OCE-PRF Effects of below-ground complexity on seagrass sediment structure and function

This award is funded in whole or in part under the American Rescue Plan Act of 2021 (Public Law 117-2).

Marine sediments control the fate of carbon in the ocean by either metabolizing (“breaking down”) organic matter or burying it away. However, sediments are somewhat of a “black box”. Chemistry and ecology are closely connected in sediments, making it difficult to identify which processes control metabolism.

This problem is even more pronounced in seagrass beds which are important coastal ecosystems and sites of very high carbon burial. Seagrass roots create complex structures that exchange nutrients and oxygen with the surrounding sediment, and burrowing animals can increase sediment metabolism by mixing and flushing water through sediments. This results in variability in seagrass sediment metabolism that is currently not well explained.

The proposed research will link differences in seagrass root structure and animal communities to variation in sediment metabolism rates. The results of this research will inform strategies to manage and protect seagrass beds and anticipate changes in their valuable ecosystem services. The findings of the project will be adapted into a middle/high school level lesson plan on “Hidden Complexity” to teach students about the relationships between physical structure, chemistry and ecology in nature.

The overarching goal of the proposed research is to integrate the complex physical structure and geochemical activity of seagrass roots and rhizomes into a model of the seagrass below-ground environment to assess which features of that environment affect sediment metabolism. Dense, complex root mats may oxygenate sediments more and drive higher sediment metabolism rates, and the 3D structure of the roots may control what fauna can live there and by extension the metabolism-enhancing activities the fauna perform.
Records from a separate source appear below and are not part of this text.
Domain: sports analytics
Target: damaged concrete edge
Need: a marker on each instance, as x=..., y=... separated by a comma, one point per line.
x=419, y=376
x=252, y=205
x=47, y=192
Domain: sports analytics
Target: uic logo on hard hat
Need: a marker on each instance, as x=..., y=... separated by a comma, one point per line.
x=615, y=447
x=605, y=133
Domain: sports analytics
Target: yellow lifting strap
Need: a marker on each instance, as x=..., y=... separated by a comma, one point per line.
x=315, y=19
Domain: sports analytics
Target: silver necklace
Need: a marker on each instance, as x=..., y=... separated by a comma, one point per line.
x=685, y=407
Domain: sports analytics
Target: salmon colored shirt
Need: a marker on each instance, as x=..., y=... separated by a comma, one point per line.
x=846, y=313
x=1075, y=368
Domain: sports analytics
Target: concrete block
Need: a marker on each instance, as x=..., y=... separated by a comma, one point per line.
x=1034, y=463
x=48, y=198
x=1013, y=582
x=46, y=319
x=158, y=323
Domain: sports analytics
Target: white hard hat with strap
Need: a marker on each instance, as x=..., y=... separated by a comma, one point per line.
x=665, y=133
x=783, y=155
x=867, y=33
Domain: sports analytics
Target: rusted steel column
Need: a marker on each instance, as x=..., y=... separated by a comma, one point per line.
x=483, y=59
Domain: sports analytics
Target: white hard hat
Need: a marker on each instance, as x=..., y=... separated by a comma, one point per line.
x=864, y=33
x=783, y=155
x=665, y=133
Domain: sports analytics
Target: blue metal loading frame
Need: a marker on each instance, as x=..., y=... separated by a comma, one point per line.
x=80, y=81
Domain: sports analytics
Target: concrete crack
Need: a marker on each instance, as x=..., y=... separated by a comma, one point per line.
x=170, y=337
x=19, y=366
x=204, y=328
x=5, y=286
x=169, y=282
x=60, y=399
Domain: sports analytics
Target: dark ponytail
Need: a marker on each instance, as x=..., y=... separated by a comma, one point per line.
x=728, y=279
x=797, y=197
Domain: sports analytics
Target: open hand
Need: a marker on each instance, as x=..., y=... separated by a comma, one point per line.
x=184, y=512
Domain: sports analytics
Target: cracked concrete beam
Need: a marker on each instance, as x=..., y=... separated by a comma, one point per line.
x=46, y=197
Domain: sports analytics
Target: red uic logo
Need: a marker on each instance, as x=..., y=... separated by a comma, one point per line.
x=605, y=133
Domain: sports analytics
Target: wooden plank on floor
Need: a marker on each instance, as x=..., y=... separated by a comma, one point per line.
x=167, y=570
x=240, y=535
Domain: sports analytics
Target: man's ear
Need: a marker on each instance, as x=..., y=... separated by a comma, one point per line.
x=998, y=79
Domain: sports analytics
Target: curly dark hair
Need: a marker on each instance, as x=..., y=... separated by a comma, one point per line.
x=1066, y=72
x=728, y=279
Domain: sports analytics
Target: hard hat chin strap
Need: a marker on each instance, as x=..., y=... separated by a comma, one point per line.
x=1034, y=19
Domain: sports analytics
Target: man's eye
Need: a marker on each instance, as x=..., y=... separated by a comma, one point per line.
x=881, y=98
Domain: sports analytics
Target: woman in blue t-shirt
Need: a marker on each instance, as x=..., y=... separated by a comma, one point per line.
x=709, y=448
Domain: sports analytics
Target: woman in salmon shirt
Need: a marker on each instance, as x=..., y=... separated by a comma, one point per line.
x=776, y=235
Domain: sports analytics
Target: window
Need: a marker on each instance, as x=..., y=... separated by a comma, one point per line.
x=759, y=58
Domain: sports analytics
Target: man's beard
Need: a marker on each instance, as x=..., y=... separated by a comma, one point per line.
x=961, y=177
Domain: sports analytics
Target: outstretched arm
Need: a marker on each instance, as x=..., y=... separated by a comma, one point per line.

Specific goals of the project are to; (1) determine how the physical-chemical environment created by seagrass roots and rhizomes influences macrofaunal functional diversity, (2) assess how variation in the sediment physical-chemical environment at different locations in an expanding seagrass bed corresponds to variation in sediment metabolism, and (3) assess how differences in the sediment physical-chemical environment between seagrass taxa corresponds to variation in sediment metabolism. Physical structure will be characterized using CT imaging and geochemical patterns will be measured using planar optode imaging and targeted microprofiling.

The structural and geochemical data will be integrated together using multiphysics modeling techniques to simulate geochemical permeance into the sediment around seagrass roots. These model results will then be compared to measurements of sediment metabolism from in situ benthic chambers to draw conclusions about the influence of roots on total sediment oxygenation and faunal behavior.

The combination of non-destructive CT and planar optode imaging into a unified model will provide valuable information on the 3D structuring of seagrass sediments previously only described to a limited extent. The developed methodologies will also be of use to other researchers studying complexity in “opaque” systems, such as marshes, mangroves, and soils.

By describing variation in below-ground structure, this work will provide a mechanistic understanding of its processes that can then be connected to larger-scale patterns in seagrass ecosystems, generating valuable knowledge for seagrass conservation, restoration, and management, and informing on seagrass susceptibility to climate change.

This award reflects NSF's statutory mission and has been deemed worthy of support through evaluation using the Foundation's intellectual merit and broader impacts review criteria.